13🍺ÇIRILÇIPLAK

38.4K 855 621
                                    

Oy vermeyi UNUTMAYIN.

Kapana sıkışmak... son zamanlarda tattığım en büyük lezzetti. Bu öyle çelişkili bir tatdı ki, kendimi birkaç haftadır fare gibi hissetmeye başlamıştım. Nerede hata yapıyordum, ya da değiştiriyorum, nerede hataya maruz kalıyordum bilmiyorum ama artık birilerinin bana hem ruhen hemde bedenen yardımcı olması gerekiyordu.

"Artık beni sal, be adam!"

İsyan dolu sözlerime karşı, hırıltılı gülüşü kulaklarıma dolduğunda arkama dönmeyi, dudaklarının kıvrılışını görmeyi o kadar çok istedim ki... Sonra bu isteğimin saçmalığına kızıp, debelenmeye başladım. Kafasını omzuma koydu, ılık nefesinin boynuma çarpışını hissedince iyice gerilmiş, dudaklarıma doluşan kelimeleri toparlayıp tek bir cümle hâline bile getirememiştim. Zincir ise ondan etkilendiğimi anlamış gibi, inadına, kollarını sıkılaştırıp dudaklarını boynuma sürttü. "Bırak." Dedim nihayet, sesimin titremesine engel olamazken.

Polisler arabanın içinde miydi, araba boş muydu göremiyordum.

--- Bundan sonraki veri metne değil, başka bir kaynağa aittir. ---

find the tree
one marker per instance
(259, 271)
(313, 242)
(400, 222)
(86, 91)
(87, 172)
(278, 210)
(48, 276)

Polis aracıyla aramızda küçümsenemeyecek bir mesafe vardı ve Zincir'in elinden kurtulmayı başarsam saniyesinde tekrardan kollarının arasında bulurdum kendimi.

"Bırakır mısın?" Diye tısladım dişlerimin arasından, bu kez ricaydı çünkü sinirlenmeye başlıyordum, normal hayatımda da birilerinin beni durdurmasından, tutmasından, omzumu dürtmesinden ya da önüme geçmesinden hoşlanan bir insan değildim ama maşallah Zincir, bunların hepsini her gün bir posta yapıyordu.

"Şimdi..." diye fısıldadı tatlı bir mırıltıyla. Nefesi kulağımı kaşındırmıştı ve huylandığımı belli eden ciste çıkan inlememe engel olamamıştım. "Buradan gideceğiz ve sen hiçbir şey olmamış gibi, bende ne yapmaya çalıştığını anlamamış gibi davranacağım. Duydun mu?" Sesindeki tehditkâr tını, tüm tabularımı yıkmıştı. Biri kaçmaktan mı bahsediyordu? Boşverin gitsin.

"Ama çişim var." Dedim utancı ve öfkeyi bir kenara itip, gerçekleri öne sürerken. Bakın, ben cidden çişini tutabilen bir insan değildim. Salarsam fena olurdu.

"Siktiğimin çişini eve gidince de yapabilirsin diye umuyorum." Hızlıca kafamı salladım. Yapardım canım, tabii yapardım. Aynen, aynen. Kasıklarımın ağrısını düşünmemeye çalışarak, gevşettiği kollarının arasından kolayca sıyrıldım. Eli ben daha kendime gelemeden bileğimi yakaladı ve ters istikâmete doğru peşinden sürüklemeye başladı.

Polisler'e 'Imdat, yardım edin' diye bağırabilirdim ancak henüz o kadar da canıma susamamıştım. Zaten arabanın içinde polis olup olmadığı da muammaydı, Zincirle boş boşuna polimiğe girmek istemiyordum. En azından şu an tuvalete giderken yolumu kaybettim, polislere gitmiyordum diye yalan uydurabilecektim. Ha büyük ihtimal yemeyecekti ama elinde kanıtı olmadığı için kızamayacaktı da.

'ZCR' plakalı siyah uzun arabanın önüne geldiğimizde yarışı kimin kazandığını çok merak ediyordum. Zincir'e sorsam tepkisi ne olur acaba diye düşünürken, arka kapıyı açıp beni içeri sokmasıyla Zümrüt ve Tankurtla karşılaşmam bir oldu.

"Sizin ne işiniz var burada?" Zümrüt'ün yanına oturup, konuşmalarını bekledim. Tankurt'un yanakları kızarmış, beni umursamadan pencereden dışarıyı izlemeye başlamıştı.